Soil air is a continuation of the atmospheric air. Unlike the other components, it is constant state of motion from the soil pores into the atmosphere and from the atmosphere into the pore space. This constant movement or circulation of air in the soil mass resulting in the renewal of its component gases is known as soil aeration.

Composition of Soil Air: The soil air contains a number of gases of which nitrogen, oxygen, carbon dioxide and water vapour are the most important. Soil air constantly moves from the soil pores into the atmosphere and from the atmosphere into the pore space. Soil air and atmospheric air differ in the compositions. Soil air contains a much greater proportion of carbon dioxide and a lesser amount of oxygen than atmospheric air. At the same time, soil air contains a far great amount of water vapour than atmospheric air. The amount of nitrogen in soil air is almost the same as in the atmosphere.

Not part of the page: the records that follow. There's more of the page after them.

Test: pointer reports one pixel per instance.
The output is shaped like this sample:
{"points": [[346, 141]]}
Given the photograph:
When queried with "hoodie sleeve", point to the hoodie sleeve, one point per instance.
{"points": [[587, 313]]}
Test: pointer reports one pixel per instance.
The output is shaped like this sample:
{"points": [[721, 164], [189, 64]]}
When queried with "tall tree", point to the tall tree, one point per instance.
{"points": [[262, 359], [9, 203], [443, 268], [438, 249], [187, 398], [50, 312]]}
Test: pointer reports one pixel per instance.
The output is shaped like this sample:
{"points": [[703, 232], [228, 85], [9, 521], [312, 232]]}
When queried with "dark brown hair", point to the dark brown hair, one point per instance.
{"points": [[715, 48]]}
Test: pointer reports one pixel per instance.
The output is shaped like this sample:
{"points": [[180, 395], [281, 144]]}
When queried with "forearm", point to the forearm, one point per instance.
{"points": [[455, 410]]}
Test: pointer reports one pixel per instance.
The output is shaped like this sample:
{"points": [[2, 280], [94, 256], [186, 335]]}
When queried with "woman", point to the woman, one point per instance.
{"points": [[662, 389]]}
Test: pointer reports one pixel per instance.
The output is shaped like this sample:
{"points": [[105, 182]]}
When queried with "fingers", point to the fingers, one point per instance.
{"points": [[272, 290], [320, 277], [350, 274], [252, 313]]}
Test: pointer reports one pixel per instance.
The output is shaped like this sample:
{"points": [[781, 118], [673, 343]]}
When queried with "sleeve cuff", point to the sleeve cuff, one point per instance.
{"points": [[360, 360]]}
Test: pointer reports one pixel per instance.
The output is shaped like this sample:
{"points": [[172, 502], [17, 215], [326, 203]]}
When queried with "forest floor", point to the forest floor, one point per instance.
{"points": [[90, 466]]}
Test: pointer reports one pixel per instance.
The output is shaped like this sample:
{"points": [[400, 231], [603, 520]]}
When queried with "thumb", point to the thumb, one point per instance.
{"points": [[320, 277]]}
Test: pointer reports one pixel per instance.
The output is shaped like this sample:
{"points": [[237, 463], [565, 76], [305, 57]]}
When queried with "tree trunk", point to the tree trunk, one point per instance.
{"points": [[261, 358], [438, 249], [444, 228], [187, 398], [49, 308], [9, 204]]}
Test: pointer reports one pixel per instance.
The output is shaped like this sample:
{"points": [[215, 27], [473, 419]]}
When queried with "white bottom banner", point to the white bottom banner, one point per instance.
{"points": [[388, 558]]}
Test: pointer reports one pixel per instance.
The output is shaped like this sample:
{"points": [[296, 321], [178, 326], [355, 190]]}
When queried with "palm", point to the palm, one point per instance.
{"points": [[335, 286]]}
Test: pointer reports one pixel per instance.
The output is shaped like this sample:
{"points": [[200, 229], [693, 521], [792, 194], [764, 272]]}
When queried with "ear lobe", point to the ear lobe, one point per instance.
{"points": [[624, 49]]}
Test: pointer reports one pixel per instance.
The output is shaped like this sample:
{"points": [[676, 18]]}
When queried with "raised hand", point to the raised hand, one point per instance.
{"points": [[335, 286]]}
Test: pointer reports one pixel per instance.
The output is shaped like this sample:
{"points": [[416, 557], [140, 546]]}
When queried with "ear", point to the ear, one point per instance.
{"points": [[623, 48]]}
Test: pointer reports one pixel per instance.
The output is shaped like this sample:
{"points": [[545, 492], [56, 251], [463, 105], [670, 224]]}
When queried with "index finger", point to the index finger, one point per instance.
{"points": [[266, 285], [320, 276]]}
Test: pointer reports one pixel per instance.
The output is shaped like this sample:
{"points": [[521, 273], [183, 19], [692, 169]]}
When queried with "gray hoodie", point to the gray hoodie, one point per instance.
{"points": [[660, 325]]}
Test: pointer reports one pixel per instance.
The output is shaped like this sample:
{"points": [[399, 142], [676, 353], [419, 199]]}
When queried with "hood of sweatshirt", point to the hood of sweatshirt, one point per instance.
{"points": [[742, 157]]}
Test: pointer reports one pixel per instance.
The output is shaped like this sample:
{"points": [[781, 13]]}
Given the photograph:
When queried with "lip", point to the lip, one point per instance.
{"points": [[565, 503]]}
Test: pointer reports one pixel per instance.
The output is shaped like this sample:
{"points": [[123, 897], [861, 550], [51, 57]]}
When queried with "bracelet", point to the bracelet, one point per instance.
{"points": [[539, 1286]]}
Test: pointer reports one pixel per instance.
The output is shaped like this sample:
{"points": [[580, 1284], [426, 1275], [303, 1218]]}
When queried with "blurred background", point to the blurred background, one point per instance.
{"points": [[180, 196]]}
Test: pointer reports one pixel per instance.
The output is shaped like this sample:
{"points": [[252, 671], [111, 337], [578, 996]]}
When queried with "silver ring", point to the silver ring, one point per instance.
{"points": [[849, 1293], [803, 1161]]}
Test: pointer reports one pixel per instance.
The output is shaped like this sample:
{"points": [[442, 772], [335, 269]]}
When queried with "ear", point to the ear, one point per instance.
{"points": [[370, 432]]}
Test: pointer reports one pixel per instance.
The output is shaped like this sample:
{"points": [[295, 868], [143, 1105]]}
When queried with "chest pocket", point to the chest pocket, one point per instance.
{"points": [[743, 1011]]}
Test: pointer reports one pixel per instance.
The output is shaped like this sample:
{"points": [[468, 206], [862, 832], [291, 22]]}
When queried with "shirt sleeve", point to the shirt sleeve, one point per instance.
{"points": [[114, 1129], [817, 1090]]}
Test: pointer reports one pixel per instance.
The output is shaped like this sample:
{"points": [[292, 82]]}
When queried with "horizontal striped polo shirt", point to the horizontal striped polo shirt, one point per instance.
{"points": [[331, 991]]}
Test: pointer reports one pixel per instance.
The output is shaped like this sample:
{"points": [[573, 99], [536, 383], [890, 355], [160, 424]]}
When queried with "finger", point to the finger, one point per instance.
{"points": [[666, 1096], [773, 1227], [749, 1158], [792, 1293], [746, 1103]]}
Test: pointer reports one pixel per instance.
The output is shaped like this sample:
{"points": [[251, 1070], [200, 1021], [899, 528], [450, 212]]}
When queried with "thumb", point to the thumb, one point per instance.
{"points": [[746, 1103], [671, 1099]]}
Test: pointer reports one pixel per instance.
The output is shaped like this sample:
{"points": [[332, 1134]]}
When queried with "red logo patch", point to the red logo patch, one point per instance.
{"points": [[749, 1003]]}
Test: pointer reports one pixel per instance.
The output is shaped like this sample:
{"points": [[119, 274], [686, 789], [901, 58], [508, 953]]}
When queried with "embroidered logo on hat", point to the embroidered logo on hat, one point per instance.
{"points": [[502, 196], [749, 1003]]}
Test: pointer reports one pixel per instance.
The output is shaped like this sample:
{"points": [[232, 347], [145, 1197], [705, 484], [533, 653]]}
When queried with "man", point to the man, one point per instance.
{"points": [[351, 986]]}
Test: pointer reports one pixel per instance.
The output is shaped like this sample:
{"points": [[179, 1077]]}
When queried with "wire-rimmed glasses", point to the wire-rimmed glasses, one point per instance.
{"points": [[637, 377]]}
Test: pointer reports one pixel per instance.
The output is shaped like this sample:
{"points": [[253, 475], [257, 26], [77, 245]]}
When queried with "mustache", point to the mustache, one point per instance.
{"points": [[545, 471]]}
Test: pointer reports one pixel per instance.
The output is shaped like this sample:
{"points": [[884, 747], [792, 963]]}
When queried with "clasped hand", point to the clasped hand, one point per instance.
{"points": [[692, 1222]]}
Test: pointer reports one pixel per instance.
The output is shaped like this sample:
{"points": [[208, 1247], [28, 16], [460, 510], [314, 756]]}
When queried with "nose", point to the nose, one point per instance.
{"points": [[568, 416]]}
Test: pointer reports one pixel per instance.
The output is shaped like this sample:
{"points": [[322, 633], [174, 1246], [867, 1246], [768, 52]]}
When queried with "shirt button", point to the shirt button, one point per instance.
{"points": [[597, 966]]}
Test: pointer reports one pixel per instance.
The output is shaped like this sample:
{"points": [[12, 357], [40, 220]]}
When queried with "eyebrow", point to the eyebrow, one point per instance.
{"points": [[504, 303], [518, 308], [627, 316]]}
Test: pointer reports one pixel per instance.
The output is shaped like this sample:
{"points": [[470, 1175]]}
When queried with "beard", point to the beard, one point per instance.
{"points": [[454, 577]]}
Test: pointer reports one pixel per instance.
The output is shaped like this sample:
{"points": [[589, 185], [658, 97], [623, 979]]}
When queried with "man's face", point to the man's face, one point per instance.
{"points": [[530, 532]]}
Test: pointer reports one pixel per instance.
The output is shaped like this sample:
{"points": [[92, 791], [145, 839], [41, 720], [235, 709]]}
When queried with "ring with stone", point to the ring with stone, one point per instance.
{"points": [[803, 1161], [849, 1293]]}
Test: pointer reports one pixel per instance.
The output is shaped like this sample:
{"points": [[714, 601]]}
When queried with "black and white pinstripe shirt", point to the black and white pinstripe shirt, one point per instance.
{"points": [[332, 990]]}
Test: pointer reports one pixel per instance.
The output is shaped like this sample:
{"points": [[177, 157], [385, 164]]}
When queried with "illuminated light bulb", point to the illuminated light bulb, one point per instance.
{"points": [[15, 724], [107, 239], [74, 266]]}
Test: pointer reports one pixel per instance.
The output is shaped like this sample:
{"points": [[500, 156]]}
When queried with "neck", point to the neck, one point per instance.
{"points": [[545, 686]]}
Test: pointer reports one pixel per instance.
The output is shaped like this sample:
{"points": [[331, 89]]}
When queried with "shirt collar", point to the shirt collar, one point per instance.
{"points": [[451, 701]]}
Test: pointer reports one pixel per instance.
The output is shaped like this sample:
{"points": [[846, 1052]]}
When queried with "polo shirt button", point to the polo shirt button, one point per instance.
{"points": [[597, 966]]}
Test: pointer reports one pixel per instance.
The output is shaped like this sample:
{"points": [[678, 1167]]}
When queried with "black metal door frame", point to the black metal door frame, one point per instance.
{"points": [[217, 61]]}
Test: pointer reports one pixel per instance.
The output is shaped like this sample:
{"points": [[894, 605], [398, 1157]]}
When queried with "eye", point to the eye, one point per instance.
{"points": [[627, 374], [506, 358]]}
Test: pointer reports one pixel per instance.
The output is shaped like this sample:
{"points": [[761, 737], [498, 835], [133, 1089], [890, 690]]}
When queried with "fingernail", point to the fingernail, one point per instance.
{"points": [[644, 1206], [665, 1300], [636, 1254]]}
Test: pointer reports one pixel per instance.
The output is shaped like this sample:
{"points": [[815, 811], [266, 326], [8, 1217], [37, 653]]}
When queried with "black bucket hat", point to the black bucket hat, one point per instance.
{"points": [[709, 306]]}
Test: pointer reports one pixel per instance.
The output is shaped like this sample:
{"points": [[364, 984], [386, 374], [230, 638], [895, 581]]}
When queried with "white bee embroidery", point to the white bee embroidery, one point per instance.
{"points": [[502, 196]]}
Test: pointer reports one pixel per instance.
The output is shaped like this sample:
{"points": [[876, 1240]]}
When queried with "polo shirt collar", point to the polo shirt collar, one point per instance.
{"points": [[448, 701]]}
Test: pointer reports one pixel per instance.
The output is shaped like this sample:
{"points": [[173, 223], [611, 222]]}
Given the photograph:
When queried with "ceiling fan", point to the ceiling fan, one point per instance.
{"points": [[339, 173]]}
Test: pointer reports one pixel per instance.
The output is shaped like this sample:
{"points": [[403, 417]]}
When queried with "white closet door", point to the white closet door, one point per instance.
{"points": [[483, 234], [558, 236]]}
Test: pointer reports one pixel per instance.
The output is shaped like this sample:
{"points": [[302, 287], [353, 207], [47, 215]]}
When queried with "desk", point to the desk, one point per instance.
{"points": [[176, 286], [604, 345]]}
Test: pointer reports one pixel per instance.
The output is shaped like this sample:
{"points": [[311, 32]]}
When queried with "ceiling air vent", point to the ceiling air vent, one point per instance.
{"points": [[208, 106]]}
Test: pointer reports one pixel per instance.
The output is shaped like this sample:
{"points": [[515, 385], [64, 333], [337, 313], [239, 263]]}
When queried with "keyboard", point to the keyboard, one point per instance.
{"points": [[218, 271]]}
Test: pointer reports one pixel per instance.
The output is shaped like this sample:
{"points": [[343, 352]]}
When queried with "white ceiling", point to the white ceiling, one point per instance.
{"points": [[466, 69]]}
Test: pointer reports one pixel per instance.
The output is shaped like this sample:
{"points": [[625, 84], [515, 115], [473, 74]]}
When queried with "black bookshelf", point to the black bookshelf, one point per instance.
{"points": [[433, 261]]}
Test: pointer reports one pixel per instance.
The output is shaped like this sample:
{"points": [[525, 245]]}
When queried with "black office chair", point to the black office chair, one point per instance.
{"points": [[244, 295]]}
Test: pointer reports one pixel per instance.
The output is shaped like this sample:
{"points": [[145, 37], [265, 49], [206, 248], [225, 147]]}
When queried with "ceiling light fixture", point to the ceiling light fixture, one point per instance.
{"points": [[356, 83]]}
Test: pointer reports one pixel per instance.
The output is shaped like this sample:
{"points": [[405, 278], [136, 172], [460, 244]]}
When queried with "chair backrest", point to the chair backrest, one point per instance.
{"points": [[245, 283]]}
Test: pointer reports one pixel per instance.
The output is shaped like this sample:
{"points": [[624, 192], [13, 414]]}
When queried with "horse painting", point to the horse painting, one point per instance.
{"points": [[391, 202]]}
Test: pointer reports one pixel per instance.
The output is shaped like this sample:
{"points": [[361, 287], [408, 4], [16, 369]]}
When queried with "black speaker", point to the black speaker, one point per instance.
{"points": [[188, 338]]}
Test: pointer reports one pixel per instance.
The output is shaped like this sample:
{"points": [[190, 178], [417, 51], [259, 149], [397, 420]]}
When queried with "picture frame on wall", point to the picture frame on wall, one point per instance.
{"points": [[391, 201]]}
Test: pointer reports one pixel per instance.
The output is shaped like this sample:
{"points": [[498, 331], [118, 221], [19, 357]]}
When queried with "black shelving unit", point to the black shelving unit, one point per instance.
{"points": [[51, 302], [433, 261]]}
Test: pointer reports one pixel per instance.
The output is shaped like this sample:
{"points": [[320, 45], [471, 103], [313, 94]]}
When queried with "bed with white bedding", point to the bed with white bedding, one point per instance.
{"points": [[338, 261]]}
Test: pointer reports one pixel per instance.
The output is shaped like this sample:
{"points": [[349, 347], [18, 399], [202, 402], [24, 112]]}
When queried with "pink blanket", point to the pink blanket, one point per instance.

Composition of soil and atmospheric air

Percentage by volume

 

Nitrogen

Oxygen

Carbon dioxide

Soil Air

79.2

20.6

0.3

Atmospheric Air

79.9

20.97

0.03

Factors Affecting the Composition of Soil Air:

1. Nature and condition of soil: The quantity of oxygen in soil air is less than that in atmospheric air. The amount of oxygen also depends upon the soil depth. The oxygen content of the air in lower layer is usually less than that of the surface soil. This is possibly due to more readily diffusion of the oxygen from the atmosphere into the surface soil than in the subsoil. Light texture soil or sandy soil contains much higher percentage than heavy soil. The concentration of CO2 is usually greater in subsoil probably due to more sluggish aeration in lower layer than in the surface soil.

2. Type of crop: Plant roots require oxygen, which they take from the soil air and deplete the concentration of oxygen in the soil air. Soils on which crops are grown contain more CO2 than fallow lands. The amount of CO2 is usually much greater near the roots of plants than further away. It may be due to respiration by roots.

3. Microbial activity: The microorganisms in soil require oxygen for respiration and they take it from the soil air and thus deplete its concentration in the soil air. Decomposition of organic matter produces CO2 because of increased microbial activity. Hence, soils rich in organic matter contain higher percentage of CO2.

4. Seasonal variation:
The quantity of oxygen is usually higher in dry season than during the monsoon. Because soils are normally drier during the summer months, opportunity for gaseous exchange is greater during this period. This results in relatively high O2 and low CO2 levels. Temperature also influences the CO2 content in the soil air. High temperature during summer season encourages microorganism activity which results in higher production of CO2.